Friday, April 19, 2013

Immigrants boost US housing market

A new report shows that immigration is helping to boost the US housing market. The report prepared by the Mortgage Bankers Association suggests that between 2010 and 2020 immigrants are expected to account for 35.7% of homebuyers and 26.4% of new home rentals.


The report is called Immigrant Contributions to Housing Demand in the United States: A Comparison of Recent Decades and Projections to 2020 for the States and Nation. It says that 'immigrants are an important and growing source of demand (for housing) that has bolstered housing markets in recent decades'.
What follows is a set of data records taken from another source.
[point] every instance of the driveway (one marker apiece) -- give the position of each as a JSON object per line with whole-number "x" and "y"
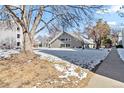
{"x": 112, "y": 67}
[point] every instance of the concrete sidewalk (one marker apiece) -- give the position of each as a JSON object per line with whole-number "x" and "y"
{"x": 112, "y": 67}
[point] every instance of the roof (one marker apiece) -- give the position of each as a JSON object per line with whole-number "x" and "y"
{"x": 56, "y": 37}
{"x": 81, "y": 38}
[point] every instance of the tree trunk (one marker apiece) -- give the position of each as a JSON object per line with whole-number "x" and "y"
{"x": 27, "y": 43}
{"x": 98, "y": 44}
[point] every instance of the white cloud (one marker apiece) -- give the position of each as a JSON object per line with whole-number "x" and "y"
{"x": 112, "y": 9}
{"x": 112, "y": 23}
{"x": 115, "y": 8}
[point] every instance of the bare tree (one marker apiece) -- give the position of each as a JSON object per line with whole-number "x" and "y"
{"x": 30, "y": 18}
{"x": 98, "y": 32}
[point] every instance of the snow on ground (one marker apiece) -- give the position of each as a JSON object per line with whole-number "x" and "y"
{"x": 7, "y": 53}
{"x": 87, "y": 58}
{"x": 121, "y": 53}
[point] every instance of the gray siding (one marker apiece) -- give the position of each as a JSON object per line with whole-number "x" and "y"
{"x": 73, "y": 42}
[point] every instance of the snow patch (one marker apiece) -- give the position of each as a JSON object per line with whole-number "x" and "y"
{"x": 87, "y": 58}
{"x": 7, "y": 53}
{"x": 121, "y": 53}
{"x": 70, "y": 71}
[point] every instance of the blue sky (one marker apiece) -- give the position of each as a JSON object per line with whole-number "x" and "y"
{"x": 108, "y": 13}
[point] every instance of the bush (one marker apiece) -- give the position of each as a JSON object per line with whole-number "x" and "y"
{"x": 119, "y": 46}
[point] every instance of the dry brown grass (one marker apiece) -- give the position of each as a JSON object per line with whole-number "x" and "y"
{"x": 30, "y": 71}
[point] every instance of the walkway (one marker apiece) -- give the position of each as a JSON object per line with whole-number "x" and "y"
{"x": 112, "y": 67}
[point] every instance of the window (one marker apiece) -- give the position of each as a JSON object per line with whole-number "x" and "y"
{"x": 67, "y": 45}
{"x": 62, "y": 39}
{"x": 18, "y": 35}
{"x": 18, "y": 43}
{"x": 62, "y": 45}
{"x": 18, "y": 28}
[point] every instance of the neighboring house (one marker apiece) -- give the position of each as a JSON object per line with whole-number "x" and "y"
{"x": 10, "y": 36}
{"x": 69, "y": 40}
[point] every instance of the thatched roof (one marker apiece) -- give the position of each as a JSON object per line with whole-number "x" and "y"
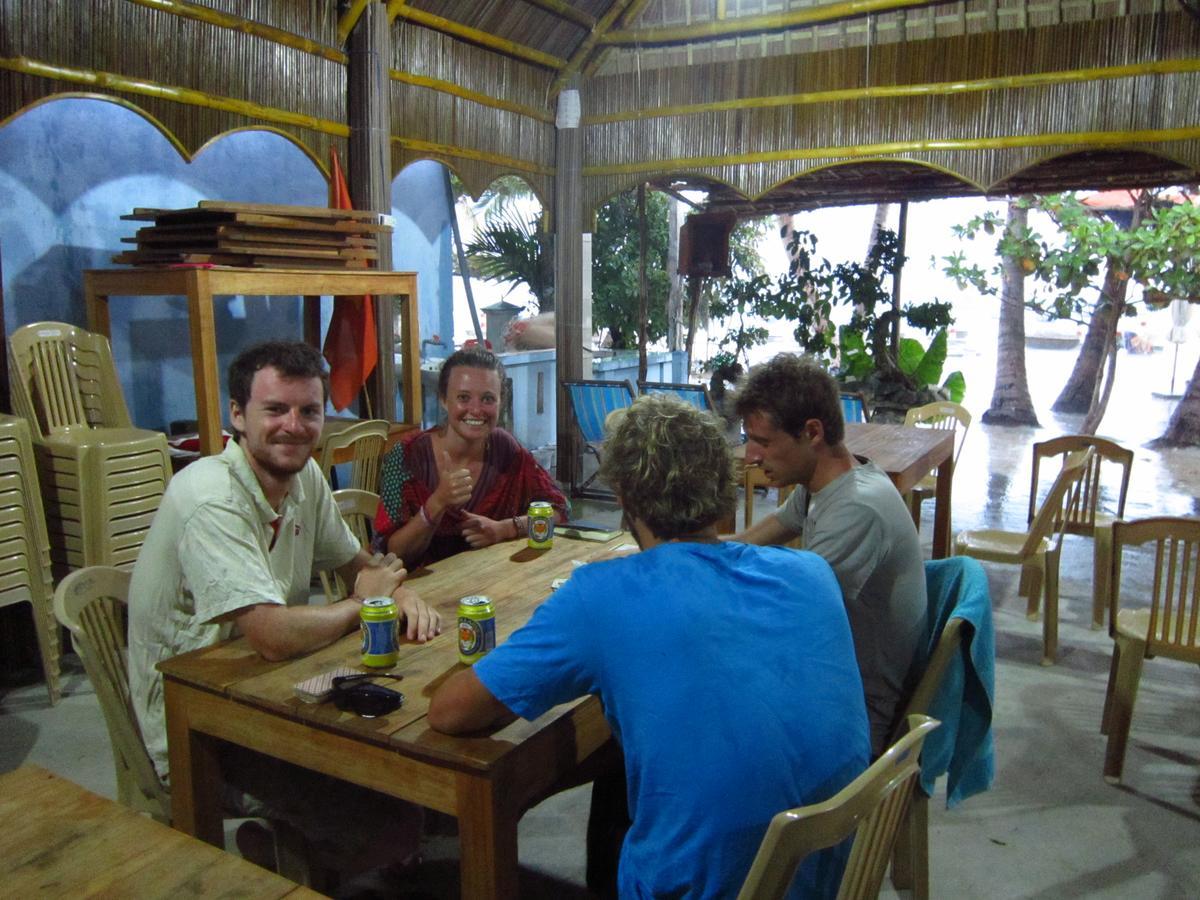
{"x": 775, "y": 103}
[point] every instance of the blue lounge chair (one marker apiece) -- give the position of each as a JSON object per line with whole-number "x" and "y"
{"x": 695, "y": 394}
{"x": 853, "y": 407}
{"x": 592, "y": 402}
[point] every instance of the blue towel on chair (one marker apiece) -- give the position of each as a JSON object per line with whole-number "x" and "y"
{"x": 963, "y": 747}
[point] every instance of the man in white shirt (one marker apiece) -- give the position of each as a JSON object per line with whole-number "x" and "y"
{"x": 849, "y": 513}
{"x": 238, "y": 538}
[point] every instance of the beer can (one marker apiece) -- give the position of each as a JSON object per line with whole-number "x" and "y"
{"x": 541, "y": 525}
{"x": 477, "y": 628}
{"x": 381, "y": 631}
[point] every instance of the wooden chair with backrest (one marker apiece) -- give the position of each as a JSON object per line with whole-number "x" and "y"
{"x": 870, "y": 808}
{"x": 358, "y": 508}
{"x": 1089, "y": 519}
{"x": 1168, "y": 627}
{"x": 941, "y": 415}
{"x": 592, "y": 402}
{"x": 910, "y": 862}
{"x": 1037, "y": 550}
{"x": 695, "y": 394}
{"x": 361, "y": 444}
{"x": 101, "y": 478}
{"x": 91, "y": 603}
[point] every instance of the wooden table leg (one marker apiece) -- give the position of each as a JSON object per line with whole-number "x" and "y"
{"x": 941, "y": 547}
{"x": 204, "y": 363}
{"x": 96, "y": 306}
{"x": 487, "y": 841}
{"x": 196, "y": 784}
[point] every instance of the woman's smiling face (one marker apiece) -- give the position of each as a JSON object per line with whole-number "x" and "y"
{"x": 472, "y": 402}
The report says that immigrants have been important players in the housing market in traditional 'gateway states' such as New York and California, where immigrants would usually settle on arrival in the US, for years. For example, between 2000 and 2010, immigrants were responsible for 82.2% of the growth in new house sales in California and for 65.1% of the growth in new house sales in New York. Immigrants were responsible for the majority of the increase in new house sales in six other states too; Illinois, New Jersey, Pennsylvania, Massachusetts, Ohio and Michigan.
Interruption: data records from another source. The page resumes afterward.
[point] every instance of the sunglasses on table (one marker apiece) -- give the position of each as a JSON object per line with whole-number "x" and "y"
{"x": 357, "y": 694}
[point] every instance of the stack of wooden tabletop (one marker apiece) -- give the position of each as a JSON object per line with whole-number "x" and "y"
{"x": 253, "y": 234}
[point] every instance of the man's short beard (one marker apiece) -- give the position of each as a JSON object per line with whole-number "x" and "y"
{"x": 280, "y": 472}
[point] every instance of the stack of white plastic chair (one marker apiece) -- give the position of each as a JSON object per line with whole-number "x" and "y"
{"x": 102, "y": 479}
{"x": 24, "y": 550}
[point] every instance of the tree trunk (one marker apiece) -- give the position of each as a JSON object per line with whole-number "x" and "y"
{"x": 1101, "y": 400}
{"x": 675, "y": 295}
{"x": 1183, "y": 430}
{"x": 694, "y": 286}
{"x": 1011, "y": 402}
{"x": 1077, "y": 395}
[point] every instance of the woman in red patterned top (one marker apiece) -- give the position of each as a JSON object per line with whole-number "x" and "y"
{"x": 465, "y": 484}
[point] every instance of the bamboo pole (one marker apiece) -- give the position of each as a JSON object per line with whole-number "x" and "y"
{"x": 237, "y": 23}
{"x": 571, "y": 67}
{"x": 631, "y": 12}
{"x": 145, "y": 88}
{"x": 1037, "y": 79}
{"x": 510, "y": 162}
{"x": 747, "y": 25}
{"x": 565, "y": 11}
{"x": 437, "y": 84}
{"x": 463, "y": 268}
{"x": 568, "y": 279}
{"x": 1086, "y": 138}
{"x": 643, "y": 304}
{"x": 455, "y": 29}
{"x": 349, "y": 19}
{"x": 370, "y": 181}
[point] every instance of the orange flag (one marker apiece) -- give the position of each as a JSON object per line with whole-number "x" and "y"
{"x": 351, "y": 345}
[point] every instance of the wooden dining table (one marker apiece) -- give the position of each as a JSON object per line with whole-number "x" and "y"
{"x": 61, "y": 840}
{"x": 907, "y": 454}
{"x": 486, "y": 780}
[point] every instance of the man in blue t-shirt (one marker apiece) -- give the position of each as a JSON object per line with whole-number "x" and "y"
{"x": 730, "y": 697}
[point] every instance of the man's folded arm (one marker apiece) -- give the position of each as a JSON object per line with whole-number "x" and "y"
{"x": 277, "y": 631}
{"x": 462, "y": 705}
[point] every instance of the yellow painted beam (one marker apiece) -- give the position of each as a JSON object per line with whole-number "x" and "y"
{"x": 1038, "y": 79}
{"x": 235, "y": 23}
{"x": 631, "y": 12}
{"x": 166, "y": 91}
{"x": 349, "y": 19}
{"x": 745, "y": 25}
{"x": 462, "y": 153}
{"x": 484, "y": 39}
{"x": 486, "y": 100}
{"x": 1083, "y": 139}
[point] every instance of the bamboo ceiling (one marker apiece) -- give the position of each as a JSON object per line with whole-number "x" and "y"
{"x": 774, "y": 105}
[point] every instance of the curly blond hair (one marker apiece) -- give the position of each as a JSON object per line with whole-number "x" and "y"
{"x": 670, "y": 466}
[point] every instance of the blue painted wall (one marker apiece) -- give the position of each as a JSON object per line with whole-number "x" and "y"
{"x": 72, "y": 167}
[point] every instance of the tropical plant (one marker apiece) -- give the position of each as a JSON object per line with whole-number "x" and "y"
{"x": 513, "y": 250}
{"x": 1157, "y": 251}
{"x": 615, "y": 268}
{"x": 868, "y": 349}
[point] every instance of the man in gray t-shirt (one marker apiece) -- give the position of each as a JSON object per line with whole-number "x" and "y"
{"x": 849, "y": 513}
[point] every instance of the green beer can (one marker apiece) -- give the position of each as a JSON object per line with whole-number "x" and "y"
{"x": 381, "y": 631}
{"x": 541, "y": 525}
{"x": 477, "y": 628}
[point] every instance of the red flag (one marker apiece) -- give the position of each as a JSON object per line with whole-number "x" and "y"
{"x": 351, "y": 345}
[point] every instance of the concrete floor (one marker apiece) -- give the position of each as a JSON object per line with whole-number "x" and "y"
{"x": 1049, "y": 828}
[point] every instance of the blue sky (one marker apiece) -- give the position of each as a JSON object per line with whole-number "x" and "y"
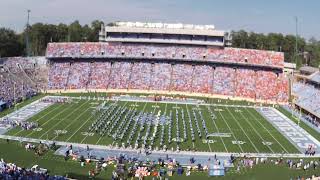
{"x": 260, "y": 15}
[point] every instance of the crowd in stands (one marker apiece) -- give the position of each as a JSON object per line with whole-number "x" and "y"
{"x": 116, "y": 50}
{"x": 316, "y": 77}
{"x": 16, "y": 80}
{"x": 246, "y": 83}
{"x": 308, "y": 96}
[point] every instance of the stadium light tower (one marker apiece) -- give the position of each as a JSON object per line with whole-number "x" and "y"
{"x": 27, "y": 33}
{"x": 296, "y": 46}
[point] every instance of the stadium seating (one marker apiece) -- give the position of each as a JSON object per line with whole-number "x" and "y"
{"x": 308, "y": 96}
{"x": 130, "y": 66}
{"x": 229, "y": 55}
{"x": 17, "y": 77}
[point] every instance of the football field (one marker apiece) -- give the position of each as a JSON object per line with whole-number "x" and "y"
{"x": 158, "y": 125}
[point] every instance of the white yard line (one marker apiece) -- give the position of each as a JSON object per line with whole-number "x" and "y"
{"x": 79, "y": 128}
{"x": 103, "y": 136}
{"x": 75, "y": 121}
{"x": 254, "y": 129}
{"x": 59, "y": 106}
{"x": 71, "y": 113}
{"x": 243, "y": 130}
{"x": 225, "y": 147}
{"x": 234, "y": 137}
{"x": 51, "y": 119}
{"x": 267, "y": 131}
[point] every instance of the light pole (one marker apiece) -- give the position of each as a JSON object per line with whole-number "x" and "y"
{"x": 296, "y": 45}
{"x": 27, "y": 34}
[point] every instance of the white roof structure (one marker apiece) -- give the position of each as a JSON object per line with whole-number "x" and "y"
{"x": 190, "y": 34}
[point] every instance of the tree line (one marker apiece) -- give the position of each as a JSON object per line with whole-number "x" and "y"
{"x": 296, "y": 49}
{"x": 40, "y": 34}
{"x": 14, "y": 44}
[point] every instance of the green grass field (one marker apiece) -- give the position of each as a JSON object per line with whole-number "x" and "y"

Immigrants will continue to boost housing growth


The report predicts that demand from immigrants will hold up in those states and will be responsible for the majority of the growth in six states between 2010 and 2020; New York, California, New Jersey, Massachusetts, Connecticut and Michigan.

But the report writers say that, between 2000 and 2010, immigrants began to buy houses in significant numbers in states that were not previously popular with immigrants. For example, they were responsible for 34.1% of the increase in house sales in Georgia and 24.8% in North Carolina.


The report says it expects this demand to level off but remain significant between 2010 and 2020.


The report also says that demand for housing from immigrants after the subprime mortgage crisis in 2007 prevented the housing crash from getting any worse. It says that, while the main cause of the crisis was the mis-selling of mortgages, a reduction in the number of native Americans who were buying houses also contributed to the collapse in prices. Had immigrants not made up the numbers, the falls in property prices would have been greater.